Rather than using photovoltaics to power electrically-driven desalination – a method which has been used in large scale applications already – MIT’s process uses solar absorbers to gather heat from the sun and evaporate the saltwater.
A prototype on an MIT rooftop delivered water which exceeded local drinking water standards at a rate of 5.78 liters per hour, per square meter of solar collecting area. The university said that was more than double the previous record for water produced by passive solar desalination. By optimizing and adding further stages to the desalination process, the group estimates devices based on the concept could reach efficiencies as high as 800%.

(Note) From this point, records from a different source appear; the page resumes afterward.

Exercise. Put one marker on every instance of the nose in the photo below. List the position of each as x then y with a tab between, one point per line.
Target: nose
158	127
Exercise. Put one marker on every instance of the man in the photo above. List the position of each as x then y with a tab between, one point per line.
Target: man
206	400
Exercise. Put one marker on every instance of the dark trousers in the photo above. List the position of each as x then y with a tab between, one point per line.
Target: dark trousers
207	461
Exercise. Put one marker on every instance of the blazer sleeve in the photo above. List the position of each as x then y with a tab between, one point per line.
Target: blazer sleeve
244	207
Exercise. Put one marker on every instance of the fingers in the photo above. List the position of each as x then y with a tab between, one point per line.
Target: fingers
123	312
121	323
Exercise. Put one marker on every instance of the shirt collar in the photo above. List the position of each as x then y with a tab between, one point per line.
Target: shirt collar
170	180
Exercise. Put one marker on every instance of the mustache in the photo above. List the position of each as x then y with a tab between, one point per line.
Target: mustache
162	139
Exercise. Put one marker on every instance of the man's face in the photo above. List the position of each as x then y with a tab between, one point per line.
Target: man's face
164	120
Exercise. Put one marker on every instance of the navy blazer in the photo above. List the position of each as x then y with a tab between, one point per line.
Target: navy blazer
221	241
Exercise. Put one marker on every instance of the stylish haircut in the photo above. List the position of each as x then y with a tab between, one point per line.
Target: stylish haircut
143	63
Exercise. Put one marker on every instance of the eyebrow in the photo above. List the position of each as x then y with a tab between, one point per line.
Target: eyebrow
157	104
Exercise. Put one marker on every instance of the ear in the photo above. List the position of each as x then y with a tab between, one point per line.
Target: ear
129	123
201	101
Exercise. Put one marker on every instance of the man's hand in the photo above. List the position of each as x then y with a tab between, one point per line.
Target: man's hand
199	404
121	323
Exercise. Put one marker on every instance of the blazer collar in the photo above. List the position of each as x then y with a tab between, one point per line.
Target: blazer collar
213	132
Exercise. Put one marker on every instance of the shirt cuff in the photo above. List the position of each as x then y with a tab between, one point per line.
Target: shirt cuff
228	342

(Solar-to-vapor conversion efficiency is “the ratio of total vaporization enthalpy to total solar energy input, [which] for most previous studies has been limited to below 100% as the vaporization enthalpy is lost to the ambient environment.”)
A real no-briner
MIT said the device – described in the paper Ultrahigh efficiency desalination via a thermally-localized multistage solar still, published in Energy & Environmental Science – addresses concerns related to solar desalinators as it could operate in regions without a reliable electricity supply and doesn’t leave a build-up of concentrated brines to be disposed of. Instead, said the institution, the salt that accumulates during the day is carried back out of the system once the sun goes down.
With further innovation, the device could be built using low-cost, readily available materials and offer the potential for further cost optimization. Key to that is the separation of the solar absorber and wicking material, which in other systems were a single component requiring a highly specialized material. “This design provides more flexibility and permits the use of low-cost materials since it is possible to use any commercially available solar absorber – having no wicking ability – and any affordable capillary wick, regardless of their solar absorptance,” read the research paper.
The MIT group said the device offers potential applications in regions with limited infrastructure but plenty of sunshine and seawater. The researchers have considered the possibility of large scale systems and smaller, residential applications and estimate an installation large enough to serve the needs of a family could be built for around $100.
“One of the challenges in solar-still-based desalination has been low efficiency due to the loss of significant energy in condensation,” said Ravi Prasher, associate lab director at Lawrence Berkeley National Laboratory, who was not involved in the research. “By efficiently harvesting the condensation energy, the overall solar-to-vapor efficiency is dramatically improved … This increased efficiency will have an overall impact on reducing the cost of produced water.”
MIT says it will continue to experiment with the process, focusing on testing for durability and optimization with different materials and in various configurations, as well as on scaling up from the lab-sized device which achieved the results.